I've been following the whole Rangers FC administration circus for quite a while now, and with today's developments it has got me thinking. The potential new owner of rangers fc plans to create a new 'incubator' company to transfer all the assets to, then pursue a CVA with the old company. By doing this it means the creditors will get far less return and the new company retains all the assets. Is this legal?
If this is normal practice in corporate insolvency, can it be implemented into personal insolvency? Let's say someone had a house, fancy car and a mountain of unsecured debt. Can this person transfer all their assets to a very trusting friend or family member then pursue down the trust deed route, pay very little to their creditors, get discharged after 3 years or so, then have their assets returned and debt free.
Surely this would be deemed illegal and somewhat fraudulent on a corporate and personal level or is this just another way our system is abused?
I am very intrigued to hear from the experts on this.
I'm not an expert.
But, I'd have thought that if all insolvency were the same, then we'd just talk about 'insolvency'.

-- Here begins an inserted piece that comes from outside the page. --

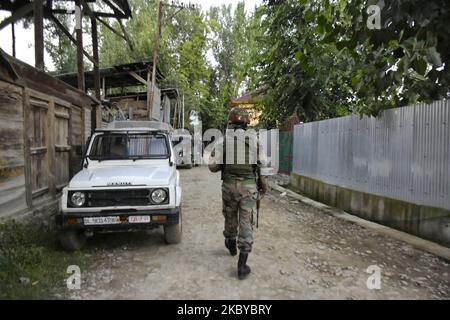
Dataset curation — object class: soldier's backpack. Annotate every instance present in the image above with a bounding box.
[222,132,258,177]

By talking about 'corporate insolvency' and 'personal insolvency, there's already a suggestion of difference. And different approaches.
'Corporate insolvency' appears to have a number of different categories - going by what I've read about the high-profile corporate insolvency you mention!

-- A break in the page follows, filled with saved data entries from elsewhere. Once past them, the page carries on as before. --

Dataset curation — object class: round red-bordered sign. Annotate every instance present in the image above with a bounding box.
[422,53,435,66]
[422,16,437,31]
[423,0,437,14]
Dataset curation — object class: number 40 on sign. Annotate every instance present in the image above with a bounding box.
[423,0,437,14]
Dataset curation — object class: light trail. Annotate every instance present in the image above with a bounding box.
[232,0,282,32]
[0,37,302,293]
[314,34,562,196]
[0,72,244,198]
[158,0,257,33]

I know that 'personal insolvency' has different categories. Sequestration and Protected Trust Deeds are both 'personal insolvency'. They are not identical.
I don't think it's fair to ask identifiable professionals "Is this proposed solution to a high-profile corporate insolvency case 'legal'?" That's for the parties involved in the actual case to deal with.
Hi Big al
I do personal and corporate insolvency and the 'incubator' spin is absolute PR nonsense.
Corporate & Personal insolvency follow pretty much the same path believe it or not. In the current situation, ( very generally) a single entity owns assets and owes debts. Someone pays £x for the assets and these are then held by a new company. They then try to get creditors to agree a payment using the £x they received in full and final settlement.
Two things will happen, either the creditors agree to accept and the company continues or they don't and the company is liquidated. The asset position is irrelevant in both scenarios. If the company is liquidated, then that is the end of things and the former company no longer exists. If it is accepted, the company continues as is.
I've been involved in countless liquidations, administrations etc etc and the only variation in the current scenario ishow it's reported. Incubator insolvency does not exist, it's merely an insolvency practitioner selling the assets of a distressed company and hoping creditors accept a pence in the £ deal. Nothing more.
Mark
Mark is not posting regularly in the Trust-deed.co.uk forum.
Can creditors block an asset sale if they think the assets have been sold too cheaply? As selling 3-4 players alone would generate £10-12m not to mention The stadium and training facilities. Surely the creditors would get more if they liquidated the company with assets intact.
Hi Big_al.
I'm not sure how much the experts here will want to get into this subject.
It's certainly very interesting, but it's also quite off-topic for a forum based around personal debt solutions and personal insolvency.
I'm sure there are plenty of other forums where it's being discussed a lot (in a pretty lively fashion perhaps!).